欧州CL通信BACK NUMBER
バイエルンがリヨンに余裕の大勝。
ファンハールは欧州一傲慢な監督?
text by
木崎伸也Shinya Kizaki
photograph byBongarts/Getty Images
posted2010/04/28 11:35
立ち上がりの15分間は、両チームのゲームプランが衝突する時間帯である。
準備してきたプランが見事に的中することもあれば、逆に相手が思い通りに動かず、プランが狂ってしまうこともある。
CL準決勝の第2レグ、リヨン対バイエルン――。
プランが狂ったのは、前者だった。
この日のリヨンのコンセプトは、実に明快だった。
キックオフと同時に、リヨンの選手はとにかくロングボールを蹴り続けた。10年前のイングランド人? と突っ込みたくなるくらいに、一か八かのロングボールを前線に送り込んだ。
とはいえ、古典的なイングランドスタイルと全く同じわけではない。ロングボールを蹴った瞬間、ほとんどの選手が相手陣地に雪崩れ込む。もし、バイエルンの選手がボールを拾っても、猛烈なプレスをかけて、ボールを奪ってしまおうという作戦だ。もしうまくいけば、相手ゴールから近い位置でカウンターを仕掛けられ、ビッグチャンスが生まれる。<ロングボール>+<前線からのプレス>という、“古くて新しい”戦術だ。
しかし、そのゲームプランは、バイエルンによっていとも簡単に覆されてしまう。
なぜか?
プレスをかけられても平然とパスを回したバイエルンDF陣。
その理由、バイエルンの選手たちの“傲慢”さにある。
普通のチームなら、自陣でボールを拾った瞬間にプレスをかけられたら、リスクを避けて遠くにクリアしようとするだろう。たった1度のミスが失点につながる。無意味な冒険はすべきではない。
だが、立ち上がりの15分間、バイエルンの選手たちは、とことんボールをつなぐことにこだわった。

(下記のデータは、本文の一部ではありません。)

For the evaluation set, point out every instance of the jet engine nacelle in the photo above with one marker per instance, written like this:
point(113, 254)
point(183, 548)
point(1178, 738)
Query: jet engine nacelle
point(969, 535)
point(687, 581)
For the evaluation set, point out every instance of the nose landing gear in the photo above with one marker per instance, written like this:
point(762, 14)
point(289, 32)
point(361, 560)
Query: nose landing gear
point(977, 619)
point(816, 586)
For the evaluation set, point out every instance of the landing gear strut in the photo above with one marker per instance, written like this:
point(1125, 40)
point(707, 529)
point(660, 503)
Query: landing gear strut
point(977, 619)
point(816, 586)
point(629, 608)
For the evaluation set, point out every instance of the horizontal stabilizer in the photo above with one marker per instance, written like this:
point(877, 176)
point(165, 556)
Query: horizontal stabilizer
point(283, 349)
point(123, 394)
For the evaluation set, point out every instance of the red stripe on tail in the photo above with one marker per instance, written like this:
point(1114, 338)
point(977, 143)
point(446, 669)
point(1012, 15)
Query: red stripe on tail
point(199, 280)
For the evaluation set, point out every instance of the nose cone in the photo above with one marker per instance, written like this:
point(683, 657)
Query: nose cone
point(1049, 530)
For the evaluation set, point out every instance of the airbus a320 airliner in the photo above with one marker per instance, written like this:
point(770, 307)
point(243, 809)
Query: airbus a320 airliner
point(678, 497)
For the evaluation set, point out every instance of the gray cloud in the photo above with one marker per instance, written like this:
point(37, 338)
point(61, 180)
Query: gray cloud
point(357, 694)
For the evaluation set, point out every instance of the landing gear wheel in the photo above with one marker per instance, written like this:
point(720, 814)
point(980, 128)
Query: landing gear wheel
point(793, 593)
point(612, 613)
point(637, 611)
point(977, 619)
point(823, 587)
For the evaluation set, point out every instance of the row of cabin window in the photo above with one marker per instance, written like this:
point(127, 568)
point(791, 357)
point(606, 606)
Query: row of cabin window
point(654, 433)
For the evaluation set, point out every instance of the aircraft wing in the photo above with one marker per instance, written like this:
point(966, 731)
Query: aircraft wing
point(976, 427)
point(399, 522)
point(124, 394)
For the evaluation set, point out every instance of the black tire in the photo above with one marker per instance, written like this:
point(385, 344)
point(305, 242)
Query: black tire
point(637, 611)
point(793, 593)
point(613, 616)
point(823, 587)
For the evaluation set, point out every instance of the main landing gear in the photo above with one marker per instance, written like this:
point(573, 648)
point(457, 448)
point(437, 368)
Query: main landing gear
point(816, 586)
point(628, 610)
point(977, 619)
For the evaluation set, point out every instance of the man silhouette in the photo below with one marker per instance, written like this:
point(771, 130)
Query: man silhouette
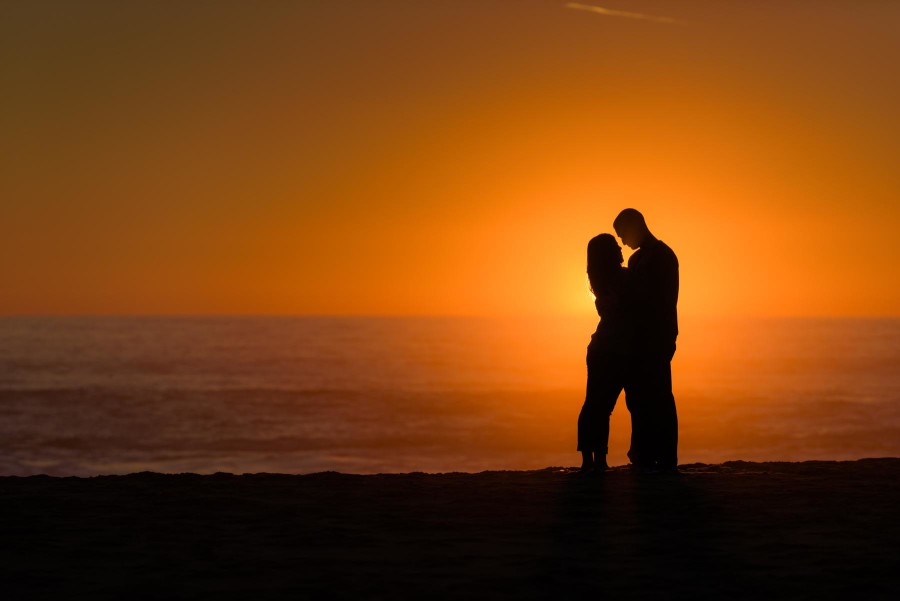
point(648, 388)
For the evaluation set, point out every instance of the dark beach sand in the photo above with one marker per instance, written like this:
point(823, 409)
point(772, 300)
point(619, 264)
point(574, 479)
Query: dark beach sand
point(736, 530)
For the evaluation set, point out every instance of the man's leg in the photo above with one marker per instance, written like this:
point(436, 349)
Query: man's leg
point(638, 400)
point(665, 416)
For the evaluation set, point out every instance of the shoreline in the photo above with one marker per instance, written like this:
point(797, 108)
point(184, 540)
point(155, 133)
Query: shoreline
point(738, 529)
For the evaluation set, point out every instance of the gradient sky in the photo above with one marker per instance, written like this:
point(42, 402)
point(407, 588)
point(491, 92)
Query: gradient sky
point(445, 156)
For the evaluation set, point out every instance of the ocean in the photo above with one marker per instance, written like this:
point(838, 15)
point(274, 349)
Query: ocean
point(110, 395)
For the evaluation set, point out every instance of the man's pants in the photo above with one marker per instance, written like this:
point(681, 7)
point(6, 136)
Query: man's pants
point(654, 421)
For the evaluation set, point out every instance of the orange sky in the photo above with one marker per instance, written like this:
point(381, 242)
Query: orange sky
point(446, 157)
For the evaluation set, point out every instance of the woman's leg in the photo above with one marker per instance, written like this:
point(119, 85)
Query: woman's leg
point(604, 383)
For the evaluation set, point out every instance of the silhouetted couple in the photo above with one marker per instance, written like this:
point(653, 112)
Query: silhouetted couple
point(632, 348)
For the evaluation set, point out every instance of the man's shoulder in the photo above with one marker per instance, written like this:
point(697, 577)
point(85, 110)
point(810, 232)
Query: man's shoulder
point(664, 250)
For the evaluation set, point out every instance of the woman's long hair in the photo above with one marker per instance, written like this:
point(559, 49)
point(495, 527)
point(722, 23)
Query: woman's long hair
point(604, 260)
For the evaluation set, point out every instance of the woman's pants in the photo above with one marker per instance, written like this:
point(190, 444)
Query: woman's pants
point(605, 381)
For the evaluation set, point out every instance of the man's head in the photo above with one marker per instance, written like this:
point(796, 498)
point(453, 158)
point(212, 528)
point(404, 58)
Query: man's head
point(631, 228)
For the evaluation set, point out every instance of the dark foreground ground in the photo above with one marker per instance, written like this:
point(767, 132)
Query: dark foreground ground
point(738, 530)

相手がプレスに来る。味方の近くにも敵が来ている。にもかかわらず、DFラインの全員(ファンブイテン、バッドスチューベル、ラーム、コンテント)が、何の恐れも見せずに、近くの味方にパスを出していたのだ。
おそらくリヨンのピュエル監督は、プレスをかければ相手はクリアに逃げ、それを拾って波状攻撃を仕掛けられると考えていたのではないだろうか。蟻地獄に落とすかのように、息の根を止めようと思ったはずだ。ところがバイエルンの選手たちは、蟻地獄に落ちても全く動揺せず、平然とプレーするではないか。
オリッチの先制点で試合の帰趨はほぼ決まった……。
立ち上がりの15分間で、ほぼこの日の試合は決着がついた。
ハイプレスの連続により、リヨンに一時的な疲労が溜まった隙を、バイエルンは見逃さなかった。27分、アルティントップのスローインからミュラーがロッベンとのワンツーでペナルティエリアに侵入し、中央へグラウンダーのパス。オリッチが体を回転させながらボールをトラップし、先制点をネットに突き刺した。

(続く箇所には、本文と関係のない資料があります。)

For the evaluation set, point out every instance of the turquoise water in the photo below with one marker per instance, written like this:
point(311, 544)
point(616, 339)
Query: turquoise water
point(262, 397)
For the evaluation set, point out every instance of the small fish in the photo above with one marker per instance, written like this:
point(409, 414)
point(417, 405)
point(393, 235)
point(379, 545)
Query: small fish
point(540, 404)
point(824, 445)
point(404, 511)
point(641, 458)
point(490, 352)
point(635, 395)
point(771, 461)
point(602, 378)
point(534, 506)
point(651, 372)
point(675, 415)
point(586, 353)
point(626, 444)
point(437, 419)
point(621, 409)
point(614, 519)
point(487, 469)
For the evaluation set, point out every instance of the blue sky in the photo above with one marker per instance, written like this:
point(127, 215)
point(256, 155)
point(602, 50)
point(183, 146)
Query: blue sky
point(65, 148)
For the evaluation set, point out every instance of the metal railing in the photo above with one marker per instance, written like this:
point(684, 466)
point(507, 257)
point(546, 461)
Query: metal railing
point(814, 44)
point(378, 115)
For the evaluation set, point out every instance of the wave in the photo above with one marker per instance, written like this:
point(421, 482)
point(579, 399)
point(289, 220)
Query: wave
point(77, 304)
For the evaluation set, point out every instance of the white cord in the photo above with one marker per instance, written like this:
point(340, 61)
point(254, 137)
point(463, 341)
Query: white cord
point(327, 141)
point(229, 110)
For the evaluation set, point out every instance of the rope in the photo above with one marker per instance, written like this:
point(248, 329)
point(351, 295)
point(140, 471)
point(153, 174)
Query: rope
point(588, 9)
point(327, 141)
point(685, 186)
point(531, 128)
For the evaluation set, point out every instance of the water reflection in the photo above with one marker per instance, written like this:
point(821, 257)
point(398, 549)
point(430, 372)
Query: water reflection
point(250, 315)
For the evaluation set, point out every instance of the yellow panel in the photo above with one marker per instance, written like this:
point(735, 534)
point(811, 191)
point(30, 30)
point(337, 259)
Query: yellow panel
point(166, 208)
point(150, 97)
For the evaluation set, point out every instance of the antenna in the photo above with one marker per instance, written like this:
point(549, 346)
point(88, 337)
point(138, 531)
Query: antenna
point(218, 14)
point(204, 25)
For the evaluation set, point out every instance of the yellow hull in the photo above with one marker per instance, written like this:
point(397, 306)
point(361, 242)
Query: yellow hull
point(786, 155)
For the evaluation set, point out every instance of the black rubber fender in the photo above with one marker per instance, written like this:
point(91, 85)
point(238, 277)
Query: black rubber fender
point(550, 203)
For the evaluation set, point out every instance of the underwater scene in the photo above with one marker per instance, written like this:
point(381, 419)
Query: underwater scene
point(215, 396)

バイエルンは第1レグを1対0で勝利しており、このアウェーゴールによって、リヨンが勝つには3点が必要になってしまった。リヨンの気持ちが切れてしまっても、責めることはできない。59分にDFクリスが退場し、67分、78分に再びオリッチがゴールを決めた。0-3という大差でリヨンは敗れた。